New Orleans, the Louisiana city rebuilding after Hurricane Katrina collapsed its levees, extended maturities of about $15.5 million in debt to March 2013 through a loan from JPMorgan Chase & Co. (JPM) to avoid additional budget cuts.
JPMorgan was the only company willing to finance privately, said Lisa Daniel, a managing director at Public Financial Management in Memphis, the city’s adviser. It offered a 5.95 percent rate, the lowest among five banks New Orleans talked with, she said. The previous interest was 5 percent. The refinancing will add about $924,000 in debt-service costs over two years, she said.
“What they’re doing is irresponsible,” said John Kennedy, Louisiana’s Republican treasurer and chair of the State Bond Commission. “All the city is doing is pushing the payment of debt into the future, instead of dealing with it today.
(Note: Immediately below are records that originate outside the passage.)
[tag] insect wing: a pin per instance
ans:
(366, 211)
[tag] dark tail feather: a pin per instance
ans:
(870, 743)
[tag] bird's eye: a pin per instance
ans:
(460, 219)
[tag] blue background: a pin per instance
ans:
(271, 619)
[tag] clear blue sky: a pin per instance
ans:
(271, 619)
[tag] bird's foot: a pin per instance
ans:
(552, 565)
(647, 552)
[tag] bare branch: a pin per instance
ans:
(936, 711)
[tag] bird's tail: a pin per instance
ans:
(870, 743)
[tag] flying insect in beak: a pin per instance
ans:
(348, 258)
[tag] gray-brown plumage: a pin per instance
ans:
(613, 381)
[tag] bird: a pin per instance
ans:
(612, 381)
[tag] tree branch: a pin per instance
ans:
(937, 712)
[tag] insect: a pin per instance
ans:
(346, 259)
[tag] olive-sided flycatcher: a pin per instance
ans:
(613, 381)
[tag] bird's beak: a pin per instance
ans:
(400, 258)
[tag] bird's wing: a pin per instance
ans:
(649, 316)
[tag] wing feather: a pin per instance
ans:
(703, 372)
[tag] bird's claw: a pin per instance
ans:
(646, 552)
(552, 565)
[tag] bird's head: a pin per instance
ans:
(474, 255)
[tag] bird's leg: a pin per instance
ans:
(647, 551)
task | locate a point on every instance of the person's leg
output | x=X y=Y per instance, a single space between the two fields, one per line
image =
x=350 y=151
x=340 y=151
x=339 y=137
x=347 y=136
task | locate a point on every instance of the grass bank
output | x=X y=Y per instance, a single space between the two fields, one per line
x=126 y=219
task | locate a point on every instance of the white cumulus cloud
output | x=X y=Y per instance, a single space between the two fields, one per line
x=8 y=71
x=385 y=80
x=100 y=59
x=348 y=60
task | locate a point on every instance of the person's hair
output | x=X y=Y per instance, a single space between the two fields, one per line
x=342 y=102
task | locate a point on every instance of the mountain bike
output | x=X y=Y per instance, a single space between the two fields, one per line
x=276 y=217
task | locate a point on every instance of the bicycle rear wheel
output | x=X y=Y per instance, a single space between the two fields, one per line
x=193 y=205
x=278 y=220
It’s a very dangerous precedent.”
The move delays payments on the 1998 bonds for 15 months. About $7.5 million of debt service would have come due on Dec. 1 without the refinancing. All six members of the Democrat- dominated City Council voted in favor of the plan on Nov. 17, and it passed the bond commission 9-3, said Kennedy, who voted against it.
‘House in Order’
New Orleans Mayor Mitch Landrieu, a Democrat, inherited a $100 million budget deficit when he took office in May 2010, said Andy Kopplin, the city’s chief administrative officer. The city has cut spending from $528 million in 2009 to $488 million this year, he said.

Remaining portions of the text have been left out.